YARGITAY 1. HUKUK DAİRESİ
Tarih: 04.02.2016 Esas: 2014 / 13605 Karar: 2016 / 1155
Ecrimisil Bir Haksız İşgal Tazminatı Olup En Azı Kira Geliri Kadardır – Ecrimisil Hesabı – Bilirkişi İncelemesi
Özet:
Ecrimisil, haksız işgal nedeniyle tazminat olarak nitelendirilen özel bir zarar giderim biçimi olması nedeniyle, en azı kira geliri karşılığı zarardır. Bu nedenle, haksız işgalden doğan normal kullanma sonucu eskime şeklinde oluşan ve kullanmadan kaynaklanan olumlu zarar ile malikin yoksun kaldığı fayda (olumsuz zarar) ecrimisilin kapsamını belirler. Ecrimisil hesabı uzmanlık gerektiren bir husus olup, taşınmazın niteliğine uygun bilirkişi marifetiyle keşif ve inceleme yapılarak ve taleple bağlı kalınarak haksız işgal tazminatı miktarı belirlenmelidir. Tarım arazilerinin haksız kullanımı nedeniyle ürün esasına göre talep varsa, bu hususlarda usulüne uygun araştırma yapılmalıdır. Arsa ve binalarda kira esasına göre talep varsa, taraflardan emsal kira sözleşmeleri istenmeli, dava konusu taşınmaz ile emsalin somut karşılaştırması yapılmalı, üstün veya eksik tarafları belirlenmelidir.

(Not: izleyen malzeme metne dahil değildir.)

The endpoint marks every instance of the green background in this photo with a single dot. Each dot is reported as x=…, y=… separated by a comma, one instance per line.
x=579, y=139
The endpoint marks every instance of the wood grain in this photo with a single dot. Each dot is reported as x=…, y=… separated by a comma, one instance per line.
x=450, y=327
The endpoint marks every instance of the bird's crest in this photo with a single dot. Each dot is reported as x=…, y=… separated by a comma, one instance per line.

Taraflar arasında görülen ecrimisil davası sonunda, yerel mahkemece davanın kabulüne ilişkin olarak verilen karar davalı tarafından yasal süre içerisinde temyiz edilmiş olmakla, dosya incelendi, tetkik hakimi …’ın raporu okundu, açıklamaları dinlendi, gereği görüşülüp, düşünüldü;
KARAR
Dava, ecrimisil isteğine ilişkin olup, mahkemece, davanın kabulüne karar verilmiştir.
Davacı, kayden maliki olduğu 26713 ada 1 parsel sayılı taşınmazın 400 m2’lik kısmını davalının haksız işgal ettiğini ileri sürerek 2005 ila 2011 yılları için 1.472, 56 TL ecrimisilin yasal faizi ile tahsiline karar verilmesi isteğiyle eldeki davayı açmış, yargılama sırasında ıslah ile 7.850, 10 TL ecrimisil talep ettiğini bildirmiştir.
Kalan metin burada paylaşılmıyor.